Translesion synthesis (TLS) by Y-family DNA polymerases is a chief mechanism of DNA damage tolerance1. Such TLS can be accurate or error-prone, as it is for bypass of a cyclobutane pyrimidine dimer by DNA polymerase η (XP-V or Rad30) or bypass of a (6-4) TT photoproduct by DNA polymerase V (UmuD′2C), respectively2,3. Although DinB is the only Y-family DNA polymerase conserved among all domains of life, the biological rationale for this striking conservation has remained enigmatic4. Here we report that the Escherichia coli dinB gene is required for resistance to some DNA-damaging agents that form adducts at the N2-position of deoxyguanosine (dG). We show that DinB (DNA polymerase IV) catalyses accurate TLS over one such N2-dG adduct (N2-furfuryl-dG), and that DinB and its mammalian orthologue, DNA polymerase κ, insert deoxycytidine (dC) opposite N2-furfuryl-dG with 10–15-fold greater catalytic proficiency than opposite undamaged dG. We also show that mutating a single amino acid, the ‘steric gate’ residue of DinB (Phe13 → Val) and that of its archaeal homologue Dbh (Phe12 → Ala), separates the abilities of these enzymes to perform TLS over N2-dG adducts from their abilities to replicate an undamaged template.
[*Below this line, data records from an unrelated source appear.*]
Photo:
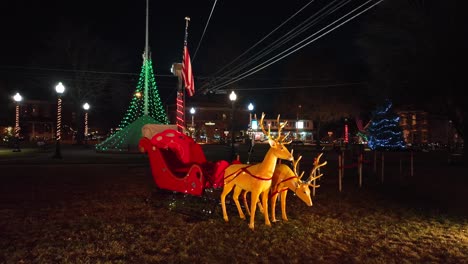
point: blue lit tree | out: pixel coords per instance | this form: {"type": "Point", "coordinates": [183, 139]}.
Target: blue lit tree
{"type": "Point", "coordinates": [384, 131]}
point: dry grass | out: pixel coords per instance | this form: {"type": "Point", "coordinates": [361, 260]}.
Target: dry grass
{"type": "Point", "coordinates": [121, 217]}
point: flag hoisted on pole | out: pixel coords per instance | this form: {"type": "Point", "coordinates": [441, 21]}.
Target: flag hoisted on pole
{"type": "Point", "coordinates": [187, 73]}
{"type": "Point", "coordinates": [186, 85]}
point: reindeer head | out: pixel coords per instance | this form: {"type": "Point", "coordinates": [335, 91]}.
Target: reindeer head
{"type": "Point", "coordinates": [302, 188]}
{"type": "Point", "coordinates": [277, 146]}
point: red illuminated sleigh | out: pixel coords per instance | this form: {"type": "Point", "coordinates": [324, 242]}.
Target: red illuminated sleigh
{"type": "Point", "coordinates": [179, 164]}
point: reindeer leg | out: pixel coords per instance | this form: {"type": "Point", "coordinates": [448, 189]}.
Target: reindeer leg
{"type": "Point", "coordinates": [244, 197]}
{"type": "Point", "coordinates": [235, 197]}
{"type": "Point", "coordinates": [227, 188]}
{"type": "Point", "coordinates": [253, 207]}
{"type": "Point", "coordinates": [273, 207]}
{"type": "Point", "coordinates": [283, 205]}
{"type": "Point", "coordinates": [265, 205]}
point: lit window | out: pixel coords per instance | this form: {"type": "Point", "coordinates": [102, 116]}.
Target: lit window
{"type": "Point", "coordinates": [300, 125]}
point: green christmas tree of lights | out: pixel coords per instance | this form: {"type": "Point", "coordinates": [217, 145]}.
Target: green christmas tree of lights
{"type": "Point", "coordinates": [384, 132]}
{"type": "Point", "coordinates": [126, 138]}
{"type": "Point", "coordinates": [136, 108]}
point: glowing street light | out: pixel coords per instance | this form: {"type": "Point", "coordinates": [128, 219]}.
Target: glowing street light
{"type": "Point", "coordinates": [192, 111]}
{"type": "Point", "coordinates": [86, 108]}
{"type": "Point", "coordinates": [250, 132]}
{"type": "Point", "coordinates": [250, 107]}
{"type": "Point", "coordinates": [18, 98]}
{"type": "Point", "coordinates": [60, 89]}
{"type": "Point", "coordinates": [233, 98]}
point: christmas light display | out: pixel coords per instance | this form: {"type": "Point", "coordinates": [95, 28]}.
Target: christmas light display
{"type": "Point", "coordinates": [384, 132]}
{"type": "Point", "coordinates": [141, 111]}
{"type": "Point", "coordinates": [137, 104]}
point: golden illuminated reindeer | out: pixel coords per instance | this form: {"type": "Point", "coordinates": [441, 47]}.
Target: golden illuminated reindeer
{"type": "Point", "coordinates": [255, 179]}
{"type": "Point", "coordinates": [284, 179]}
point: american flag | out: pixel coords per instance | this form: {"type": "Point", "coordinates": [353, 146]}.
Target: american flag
{"type": "Point", "coordinates": [187, 73]}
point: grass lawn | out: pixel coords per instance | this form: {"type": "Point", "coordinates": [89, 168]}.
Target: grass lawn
{"type": "Point", "coordinates": [110, 214]}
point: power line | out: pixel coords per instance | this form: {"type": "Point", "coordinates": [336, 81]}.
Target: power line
{"type": "Point", "coordinates": [284, 39]}
{"type": "Point", "coordinates": [274, 60]}
{"type": "Point", "coordinates": [80, 71]}
{"type": "Point", "coordinates": [206, 26]}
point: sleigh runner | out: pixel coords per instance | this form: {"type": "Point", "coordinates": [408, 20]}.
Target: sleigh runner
{"type": "Point", "coordinates": [179, 164]}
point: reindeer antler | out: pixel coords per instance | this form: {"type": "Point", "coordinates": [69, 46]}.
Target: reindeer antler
{"type": "Point", "coordinates": [280, 128]}
{"type": "Point", "coordinates": [295, 163]}
{"type": "Point", "coordinates": [263, 128]}
{"type": "Point", "coordinates": [317, 166]}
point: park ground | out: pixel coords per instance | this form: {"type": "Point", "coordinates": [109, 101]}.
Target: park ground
{"type": "Point", "coordinates": [105, 208]}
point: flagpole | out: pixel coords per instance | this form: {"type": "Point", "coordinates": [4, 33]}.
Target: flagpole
{"type": "Point", "coordinates": [187, 19]}
{"type": "Point", "coordinates": [145, 62]}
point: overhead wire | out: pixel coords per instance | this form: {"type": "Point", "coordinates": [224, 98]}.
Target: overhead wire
{"type": "Point", "coordinates": [287, 37]}
{"type": "Point", "coordinates": [204, 30]}
{"type": "Point", "coordinates": [281, 56]}
{"type": "Point", "coordinates": [261, 40]}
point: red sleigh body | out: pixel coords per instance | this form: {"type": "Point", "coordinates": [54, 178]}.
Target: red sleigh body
{"type": "Point", "coordinates": [179, 164]}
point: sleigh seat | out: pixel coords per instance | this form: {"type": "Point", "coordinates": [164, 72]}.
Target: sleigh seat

We propose that DinB and its orthologues are specialized to catalyse relatively accurate TLS over some N2-dG adducts that are ubiquitous in nature, that lesion bypass occurs more efficiently than synthesis on undamaged DNA, and that this specificity may be achieved at least in part through a lesion-induced conformational change.

Suggested Citation

  • Daniel F. Jarosz & Veronica G. Godoy & James C. Delaney & John M. Essigmann & Graham C. Walker, 2006. "A single amino acid governs enhanced activity of DinB DNA polymerases on damaged templates," Nature, Nature, vol. 439(7073), pages 225-228, January.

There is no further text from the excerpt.